Social media giant's search engineering lead on developing Facebook's Graph Search and why it won't be another Google Wave.
MENLO PARK, Calif. – Software engineer Lars Rasmussen could be a poster child for the slogan pasted on the walls of Facebook’s headquarters here: Fail Harder.
After getting laid off from his first startup, the Berkeley PhD in computer science teamed up with his brother to make digital maps a platform, hoping to leapfrog Mapquest. In the wake of the dotcom bust, funding was hard to find, but Google liked the idea, and bought the startup. Code Rasmussen developed became the basis for Google Maps.
Rasmussen’s next big idea for Google was Wave, pitched as the follow on to email. It landed hard as a belly flop.

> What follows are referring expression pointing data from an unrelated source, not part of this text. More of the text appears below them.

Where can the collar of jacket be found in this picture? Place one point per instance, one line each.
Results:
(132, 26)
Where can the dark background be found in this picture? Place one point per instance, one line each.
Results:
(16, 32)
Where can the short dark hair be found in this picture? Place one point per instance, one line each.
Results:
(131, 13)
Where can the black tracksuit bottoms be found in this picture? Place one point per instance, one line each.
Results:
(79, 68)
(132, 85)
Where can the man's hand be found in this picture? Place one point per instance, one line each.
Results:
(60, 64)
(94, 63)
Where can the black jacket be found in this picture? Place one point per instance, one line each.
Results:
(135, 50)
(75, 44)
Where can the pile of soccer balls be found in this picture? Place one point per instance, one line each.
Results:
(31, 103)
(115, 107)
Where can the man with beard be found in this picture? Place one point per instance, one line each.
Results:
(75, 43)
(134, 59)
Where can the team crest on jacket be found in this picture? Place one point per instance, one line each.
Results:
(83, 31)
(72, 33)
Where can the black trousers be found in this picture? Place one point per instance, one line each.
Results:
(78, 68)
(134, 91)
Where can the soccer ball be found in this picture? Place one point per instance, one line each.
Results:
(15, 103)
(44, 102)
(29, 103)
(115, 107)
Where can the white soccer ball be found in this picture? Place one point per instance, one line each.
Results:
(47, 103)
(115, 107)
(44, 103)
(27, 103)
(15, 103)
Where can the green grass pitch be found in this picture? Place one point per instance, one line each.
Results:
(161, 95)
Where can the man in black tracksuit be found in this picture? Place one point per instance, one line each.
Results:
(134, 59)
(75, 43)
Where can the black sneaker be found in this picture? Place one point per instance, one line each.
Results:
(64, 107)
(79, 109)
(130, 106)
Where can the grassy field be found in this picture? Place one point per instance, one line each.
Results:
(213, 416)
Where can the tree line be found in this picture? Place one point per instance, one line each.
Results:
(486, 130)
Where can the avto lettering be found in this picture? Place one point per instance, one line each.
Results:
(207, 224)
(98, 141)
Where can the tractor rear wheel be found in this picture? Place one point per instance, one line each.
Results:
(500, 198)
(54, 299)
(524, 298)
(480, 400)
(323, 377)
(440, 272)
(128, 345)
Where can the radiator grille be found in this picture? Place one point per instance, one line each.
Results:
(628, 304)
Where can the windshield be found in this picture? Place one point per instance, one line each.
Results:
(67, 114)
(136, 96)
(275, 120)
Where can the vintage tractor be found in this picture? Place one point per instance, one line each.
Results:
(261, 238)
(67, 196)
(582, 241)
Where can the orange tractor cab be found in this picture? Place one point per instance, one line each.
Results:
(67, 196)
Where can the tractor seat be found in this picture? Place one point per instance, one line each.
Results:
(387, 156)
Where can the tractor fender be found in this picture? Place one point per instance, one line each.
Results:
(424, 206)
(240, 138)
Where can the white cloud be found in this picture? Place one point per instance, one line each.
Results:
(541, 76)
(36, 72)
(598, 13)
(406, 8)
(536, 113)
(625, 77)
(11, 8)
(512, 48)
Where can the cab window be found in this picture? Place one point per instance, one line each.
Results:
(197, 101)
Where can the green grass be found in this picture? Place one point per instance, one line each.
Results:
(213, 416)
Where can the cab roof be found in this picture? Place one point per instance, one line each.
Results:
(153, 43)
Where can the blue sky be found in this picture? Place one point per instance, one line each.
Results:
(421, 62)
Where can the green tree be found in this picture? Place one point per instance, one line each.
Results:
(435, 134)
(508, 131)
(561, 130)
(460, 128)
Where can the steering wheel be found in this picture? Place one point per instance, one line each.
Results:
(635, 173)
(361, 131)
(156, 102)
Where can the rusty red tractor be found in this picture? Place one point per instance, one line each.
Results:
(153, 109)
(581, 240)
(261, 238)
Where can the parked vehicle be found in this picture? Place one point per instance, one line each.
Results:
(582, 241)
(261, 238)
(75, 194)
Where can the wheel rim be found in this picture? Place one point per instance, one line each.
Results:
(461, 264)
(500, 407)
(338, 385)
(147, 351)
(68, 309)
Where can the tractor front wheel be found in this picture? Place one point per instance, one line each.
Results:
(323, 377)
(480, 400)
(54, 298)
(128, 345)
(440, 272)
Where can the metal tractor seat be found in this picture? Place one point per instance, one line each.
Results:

For the last two years he has been at Facebook, where he has been put in charge of search. The social networking giant has long hoped it could find a more personal road into Web data that could accelerate it past archrival Google.
Facebook founder Mark Zuckerberg seeded staff with ideas he liked. Rasmussen presided over several prototypes, one of which he showed to Zuckerberg more than a year ago, as a barely working proof of concept of a natural language querying capability.
“Mark said, ‘You will never get that to work, but if you could it would be awesome,’” recalled Rasmussen, who was motivated by the implicit challenge.
The project started weekly meetings, many of the attended by Zuckerberg. But it was really at the end when the founder got more involved in the project.